The area of East Sheen has a history going back many hundreds of years. The first recorded use of the name Sheen was in the year 950 in the form sceon, meaning shed, or shelter. But people have been living in the area long before that: flint axes and a pottery bowl dating back to more than 3500 years BC were found near the Ship Inn on the riverbank.
In the 13th century Richmond used to be called Sheen or Shene, and East Sheen – originally, East of Sheen – simply designated the area east of Richmond. Then Henry VII built Richmond Palace and the town took its name, leaving East Sheen on its own.
East Sheen is a part of Mortlake district and its borders are notoriously difficult to define. It is broadly the area south of the Upper Richmond Road, but opinions differ as to where Mortlake starts and where East Sheen ends. The area encompasses part of Richmond Park, the largest Royal Park in London.
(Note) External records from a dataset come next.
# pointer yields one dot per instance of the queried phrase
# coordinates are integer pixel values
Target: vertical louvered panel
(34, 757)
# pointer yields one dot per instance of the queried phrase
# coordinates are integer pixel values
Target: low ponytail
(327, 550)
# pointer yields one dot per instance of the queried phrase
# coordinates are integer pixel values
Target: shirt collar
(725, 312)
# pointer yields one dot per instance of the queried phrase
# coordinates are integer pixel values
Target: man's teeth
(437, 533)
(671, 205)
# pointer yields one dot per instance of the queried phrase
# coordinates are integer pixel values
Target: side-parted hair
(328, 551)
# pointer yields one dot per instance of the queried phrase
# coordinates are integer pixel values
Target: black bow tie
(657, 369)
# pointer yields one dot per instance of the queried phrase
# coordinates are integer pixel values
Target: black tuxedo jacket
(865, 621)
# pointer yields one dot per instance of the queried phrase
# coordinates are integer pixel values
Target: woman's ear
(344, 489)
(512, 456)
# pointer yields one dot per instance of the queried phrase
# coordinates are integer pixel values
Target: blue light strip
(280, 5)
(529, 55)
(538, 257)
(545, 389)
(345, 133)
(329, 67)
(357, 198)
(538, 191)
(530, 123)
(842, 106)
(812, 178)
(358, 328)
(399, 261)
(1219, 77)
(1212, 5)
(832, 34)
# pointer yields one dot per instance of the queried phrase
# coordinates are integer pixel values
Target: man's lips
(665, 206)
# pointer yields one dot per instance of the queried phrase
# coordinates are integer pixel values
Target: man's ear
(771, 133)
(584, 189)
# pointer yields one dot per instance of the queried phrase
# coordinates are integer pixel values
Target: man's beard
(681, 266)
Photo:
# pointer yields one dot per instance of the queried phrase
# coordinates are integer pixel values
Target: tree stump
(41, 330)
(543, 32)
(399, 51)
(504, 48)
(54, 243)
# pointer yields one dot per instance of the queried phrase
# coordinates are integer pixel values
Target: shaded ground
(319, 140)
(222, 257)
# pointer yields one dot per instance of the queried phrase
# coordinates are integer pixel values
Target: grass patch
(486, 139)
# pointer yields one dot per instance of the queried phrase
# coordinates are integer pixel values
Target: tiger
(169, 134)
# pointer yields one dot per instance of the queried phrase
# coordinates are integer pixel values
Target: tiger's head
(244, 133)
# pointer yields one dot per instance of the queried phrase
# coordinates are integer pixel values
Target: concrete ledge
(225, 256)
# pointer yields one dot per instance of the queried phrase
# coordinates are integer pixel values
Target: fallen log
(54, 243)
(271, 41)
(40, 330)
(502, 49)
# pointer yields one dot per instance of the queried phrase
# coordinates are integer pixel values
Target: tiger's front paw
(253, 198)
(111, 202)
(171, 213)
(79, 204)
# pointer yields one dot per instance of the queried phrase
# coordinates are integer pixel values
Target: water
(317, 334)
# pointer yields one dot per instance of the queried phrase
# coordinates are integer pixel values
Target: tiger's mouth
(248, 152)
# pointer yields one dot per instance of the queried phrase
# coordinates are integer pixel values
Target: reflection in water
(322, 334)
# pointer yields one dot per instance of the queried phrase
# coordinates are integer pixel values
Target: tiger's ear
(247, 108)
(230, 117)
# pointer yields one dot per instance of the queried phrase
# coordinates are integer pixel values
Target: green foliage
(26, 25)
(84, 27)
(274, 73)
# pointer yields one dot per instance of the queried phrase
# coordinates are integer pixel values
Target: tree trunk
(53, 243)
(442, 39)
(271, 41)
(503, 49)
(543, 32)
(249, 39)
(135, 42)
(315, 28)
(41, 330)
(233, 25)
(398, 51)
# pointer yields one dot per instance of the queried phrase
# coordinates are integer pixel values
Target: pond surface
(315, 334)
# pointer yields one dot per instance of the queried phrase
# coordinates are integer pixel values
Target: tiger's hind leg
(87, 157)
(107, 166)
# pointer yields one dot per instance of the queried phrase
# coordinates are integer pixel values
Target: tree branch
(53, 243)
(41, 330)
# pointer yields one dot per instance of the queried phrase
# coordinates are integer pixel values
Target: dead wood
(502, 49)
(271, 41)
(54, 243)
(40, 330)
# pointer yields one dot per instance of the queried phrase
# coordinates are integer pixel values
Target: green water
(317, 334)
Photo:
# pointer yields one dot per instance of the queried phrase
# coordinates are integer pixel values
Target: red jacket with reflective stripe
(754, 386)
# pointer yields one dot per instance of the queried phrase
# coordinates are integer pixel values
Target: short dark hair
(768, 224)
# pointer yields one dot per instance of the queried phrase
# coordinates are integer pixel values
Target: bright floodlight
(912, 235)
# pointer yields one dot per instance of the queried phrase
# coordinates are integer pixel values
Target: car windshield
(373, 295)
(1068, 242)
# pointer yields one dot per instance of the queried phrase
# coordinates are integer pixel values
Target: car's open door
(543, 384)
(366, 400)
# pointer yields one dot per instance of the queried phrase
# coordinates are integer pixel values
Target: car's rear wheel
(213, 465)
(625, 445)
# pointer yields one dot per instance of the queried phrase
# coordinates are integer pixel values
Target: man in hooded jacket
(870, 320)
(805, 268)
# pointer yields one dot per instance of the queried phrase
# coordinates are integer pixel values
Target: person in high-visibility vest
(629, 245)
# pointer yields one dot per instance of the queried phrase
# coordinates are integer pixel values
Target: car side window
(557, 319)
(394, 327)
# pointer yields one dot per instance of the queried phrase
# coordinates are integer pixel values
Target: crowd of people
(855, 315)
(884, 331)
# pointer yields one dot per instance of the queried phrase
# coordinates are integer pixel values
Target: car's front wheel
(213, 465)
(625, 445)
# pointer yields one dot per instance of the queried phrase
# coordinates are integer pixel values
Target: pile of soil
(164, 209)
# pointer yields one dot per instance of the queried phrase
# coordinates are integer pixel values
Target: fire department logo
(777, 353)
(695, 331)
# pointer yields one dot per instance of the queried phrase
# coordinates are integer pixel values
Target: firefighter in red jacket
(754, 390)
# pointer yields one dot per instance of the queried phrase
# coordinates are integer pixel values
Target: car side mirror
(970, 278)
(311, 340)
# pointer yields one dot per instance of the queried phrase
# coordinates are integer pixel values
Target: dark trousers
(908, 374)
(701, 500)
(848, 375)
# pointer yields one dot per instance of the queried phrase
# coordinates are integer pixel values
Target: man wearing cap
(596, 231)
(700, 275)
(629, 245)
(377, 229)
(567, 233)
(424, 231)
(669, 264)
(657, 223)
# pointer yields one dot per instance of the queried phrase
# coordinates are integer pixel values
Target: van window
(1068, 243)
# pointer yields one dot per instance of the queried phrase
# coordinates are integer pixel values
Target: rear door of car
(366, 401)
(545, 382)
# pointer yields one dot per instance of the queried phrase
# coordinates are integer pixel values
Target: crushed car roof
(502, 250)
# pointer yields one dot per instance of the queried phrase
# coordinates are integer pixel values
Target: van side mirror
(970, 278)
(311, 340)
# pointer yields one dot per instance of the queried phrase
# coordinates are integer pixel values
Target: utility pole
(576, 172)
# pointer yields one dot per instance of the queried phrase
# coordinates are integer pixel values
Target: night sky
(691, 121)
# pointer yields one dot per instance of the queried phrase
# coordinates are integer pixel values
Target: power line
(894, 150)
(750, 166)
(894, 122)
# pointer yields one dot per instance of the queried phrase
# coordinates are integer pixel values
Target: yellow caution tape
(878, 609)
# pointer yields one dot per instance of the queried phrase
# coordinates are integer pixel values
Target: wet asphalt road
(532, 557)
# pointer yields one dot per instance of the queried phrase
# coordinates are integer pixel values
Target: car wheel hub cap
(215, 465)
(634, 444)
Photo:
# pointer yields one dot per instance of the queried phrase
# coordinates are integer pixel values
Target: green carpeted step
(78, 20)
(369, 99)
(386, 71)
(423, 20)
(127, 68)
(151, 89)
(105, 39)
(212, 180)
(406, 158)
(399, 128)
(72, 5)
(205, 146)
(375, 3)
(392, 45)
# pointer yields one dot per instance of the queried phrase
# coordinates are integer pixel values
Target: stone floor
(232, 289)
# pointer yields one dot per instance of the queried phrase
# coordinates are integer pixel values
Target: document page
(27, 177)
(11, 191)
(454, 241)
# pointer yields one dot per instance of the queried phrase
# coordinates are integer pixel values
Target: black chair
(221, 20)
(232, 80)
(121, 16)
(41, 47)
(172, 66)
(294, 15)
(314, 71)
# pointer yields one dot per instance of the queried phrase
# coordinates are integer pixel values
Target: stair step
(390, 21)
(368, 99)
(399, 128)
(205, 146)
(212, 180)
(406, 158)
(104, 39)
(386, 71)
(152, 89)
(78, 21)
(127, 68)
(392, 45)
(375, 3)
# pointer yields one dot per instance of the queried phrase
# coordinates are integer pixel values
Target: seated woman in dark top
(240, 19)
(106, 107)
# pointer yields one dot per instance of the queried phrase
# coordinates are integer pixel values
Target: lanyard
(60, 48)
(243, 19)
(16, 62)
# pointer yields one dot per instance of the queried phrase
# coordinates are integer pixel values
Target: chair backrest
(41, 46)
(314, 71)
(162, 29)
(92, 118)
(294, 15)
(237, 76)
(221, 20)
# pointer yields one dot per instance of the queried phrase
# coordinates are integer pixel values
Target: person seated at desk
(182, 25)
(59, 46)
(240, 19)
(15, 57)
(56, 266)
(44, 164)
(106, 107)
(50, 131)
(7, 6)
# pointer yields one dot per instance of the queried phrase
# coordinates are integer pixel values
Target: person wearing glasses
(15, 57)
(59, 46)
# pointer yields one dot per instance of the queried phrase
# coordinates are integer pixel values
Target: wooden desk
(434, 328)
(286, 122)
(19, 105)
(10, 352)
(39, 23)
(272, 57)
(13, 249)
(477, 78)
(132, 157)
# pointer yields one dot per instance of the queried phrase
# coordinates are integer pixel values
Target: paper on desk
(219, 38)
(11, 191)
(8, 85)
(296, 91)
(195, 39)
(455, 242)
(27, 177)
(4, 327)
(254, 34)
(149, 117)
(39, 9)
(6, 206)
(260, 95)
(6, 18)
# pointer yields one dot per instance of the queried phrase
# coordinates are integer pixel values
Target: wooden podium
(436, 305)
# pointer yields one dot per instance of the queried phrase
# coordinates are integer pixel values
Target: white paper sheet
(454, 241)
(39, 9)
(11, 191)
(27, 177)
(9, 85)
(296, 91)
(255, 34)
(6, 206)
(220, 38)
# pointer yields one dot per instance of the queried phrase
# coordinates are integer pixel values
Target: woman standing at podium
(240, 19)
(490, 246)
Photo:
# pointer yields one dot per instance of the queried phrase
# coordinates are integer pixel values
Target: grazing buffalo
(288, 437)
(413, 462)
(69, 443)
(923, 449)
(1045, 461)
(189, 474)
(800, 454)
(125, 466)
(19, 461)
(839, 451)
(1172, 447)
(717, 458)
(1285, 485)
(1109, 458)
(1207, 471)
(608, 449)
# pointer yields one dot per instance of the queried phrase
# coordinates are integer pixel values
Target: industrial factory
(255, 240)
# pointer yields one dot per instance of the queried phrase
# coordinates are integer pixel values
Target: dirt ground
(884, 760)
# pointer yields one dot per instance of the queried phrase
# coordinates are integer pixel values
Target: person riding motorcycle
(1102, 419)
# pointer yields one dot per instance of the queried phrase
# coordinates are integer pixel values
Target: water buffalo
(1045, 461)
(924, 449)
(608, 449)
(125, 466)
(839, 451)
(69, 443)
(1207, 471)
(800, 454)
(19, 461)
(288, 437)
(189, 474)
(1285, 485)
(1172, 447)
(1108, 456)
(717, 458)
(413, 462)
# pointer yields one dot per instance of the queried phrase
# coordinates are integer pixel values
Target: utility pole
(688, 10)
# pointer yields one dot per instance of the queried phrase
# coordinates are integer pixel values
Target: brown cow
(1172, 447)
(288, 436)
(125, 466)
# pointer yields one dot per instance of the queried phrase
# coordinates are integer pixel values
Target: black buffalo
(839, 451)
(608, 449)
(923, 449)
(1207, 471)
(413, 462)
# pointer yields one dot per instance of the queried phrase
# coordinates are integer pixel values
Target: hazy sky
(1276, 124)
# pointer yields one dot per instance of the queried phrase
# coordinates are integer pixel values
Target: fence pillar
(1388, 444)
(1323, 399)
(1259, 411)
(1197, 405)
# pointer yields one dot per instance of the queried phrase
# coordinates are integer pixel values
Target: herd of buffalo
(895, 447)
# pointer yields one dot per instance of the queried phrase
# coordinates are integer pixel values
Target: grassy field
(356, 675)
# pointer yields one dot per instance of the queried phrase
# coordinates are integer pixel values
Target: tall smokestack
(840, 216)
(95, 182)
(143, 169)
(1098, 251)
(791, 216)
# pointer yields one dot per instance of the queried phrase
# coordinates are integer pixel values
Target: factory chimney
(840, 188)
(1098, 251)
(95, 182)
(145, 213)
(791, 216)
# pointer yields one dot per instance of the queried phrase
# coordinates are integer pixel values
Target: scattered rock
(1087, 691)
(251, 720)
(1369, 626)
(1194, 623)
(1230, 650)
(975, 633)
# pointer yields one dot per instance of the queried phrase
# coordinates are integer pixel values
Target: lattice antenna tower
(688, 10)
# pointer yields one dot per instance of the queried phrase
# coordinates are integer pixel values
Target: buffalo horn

East Sheen has for many centuries been a leafy, sparsely populated, wealthy village of country mansions and green fields. The arrival of the railway in 1846 brought change: larger houses were built on the open fields for middle-class commuters and cottages for working-class families. The village rapidly grew. In the three decades between 1871 and 1901, the population of Mortlake and East Sheen doubled, from about 6000 to more than 10,000 and then doubled again, reaching 23,000 in 1991.
Today East Sheen is a vibrant village, a wealthy residential area of London that has managed to avoid becoming a sleeping town and instead exudes a real sense of belonging. You can find small independent shops on the high street, and ancient pubs with great food and ales. East Sheen is a place where life is good: where people go for a stroll on Saturday mornings, stopping to chat with their neighbours. It’s a place that people care about, and where people care about each other.